The role of Sonia is by far the bigger role of the three and Henderson is outstanding as Sonia. Henderson’s skills and merit as a vocalist have always been known to me but having now seen her in an acting role, an even greater respect continues to develop beyond the admirable and previously established impression I have had for Henderson and her work. The trio are known mostly for their work as vocalists and all three deliver beautiful performances. However, it is clear that Henderson’s acting abilities shine through more distinctly, elevating A Box of Memories from not just a musical but to musical “theatre”.
But the true stars of the show are the McKellars themselves. They have earned my respect for not only attempting to write such a challenging and confronting piece of musical theatre, but for taking on such a difficult and distressing subject, in turn, conquering their goal in an artistic, creative and tasteful manner.

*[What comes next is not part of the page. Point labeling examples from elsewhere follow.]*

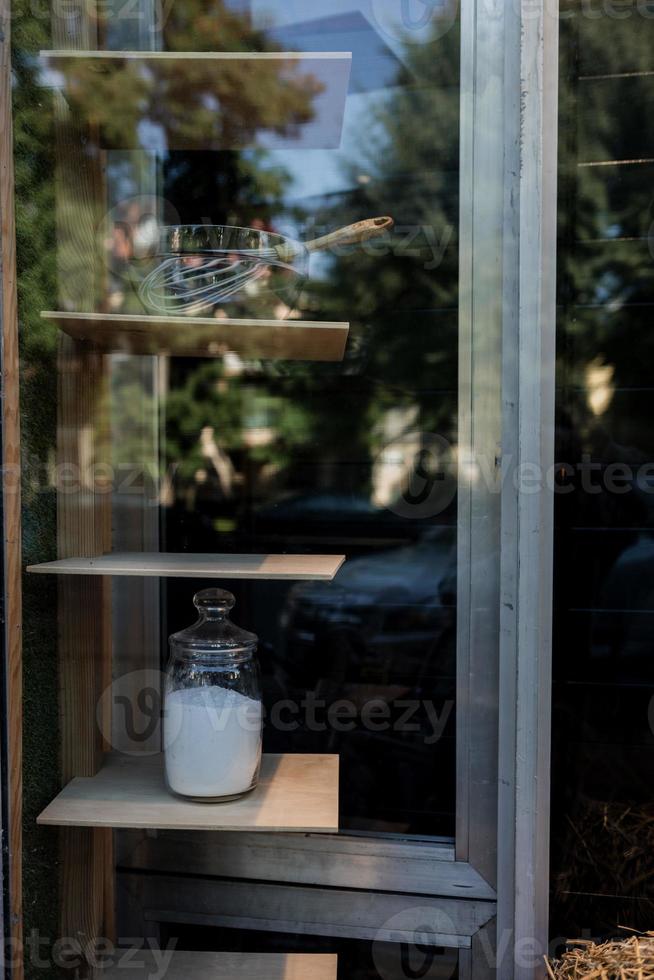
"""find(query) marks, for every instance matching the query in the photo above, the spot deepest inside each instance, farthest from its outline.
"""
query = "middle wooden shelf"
(295, 794)
(179, 336)
(186, 565)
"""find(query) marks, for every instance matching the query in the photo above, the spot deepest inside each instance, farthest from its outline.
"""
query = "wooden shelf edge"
(200, 55)
(143, 334)
(222, 966)
(145, 565)
(296, 794)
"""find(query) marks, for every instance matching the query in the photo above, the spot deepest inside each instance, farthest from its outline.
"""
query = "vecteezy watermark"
(131, 715)
(414, 21)
(413, 943)
(95, 476)
(73, 952)
(416, 475)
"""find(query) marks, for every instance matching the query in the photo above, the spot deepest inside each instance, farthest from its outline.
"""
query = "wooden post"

A Box of Memories is a real gem and has potential to become a substantially larger piece of musical theatre for wider audiences if the McKellars choose to do so. A few of the songs require some reworking as does some of the spoken text, but all in all the McKellars have more than succeeded in bringing their story to the awareness of others in a genre generally not reserved for such subjects. A Box of Memories may well be one of the best offerings at this year’s Fringe and it comes as no surprise that an extra show has been added on Wednesday March 2. May there be many more.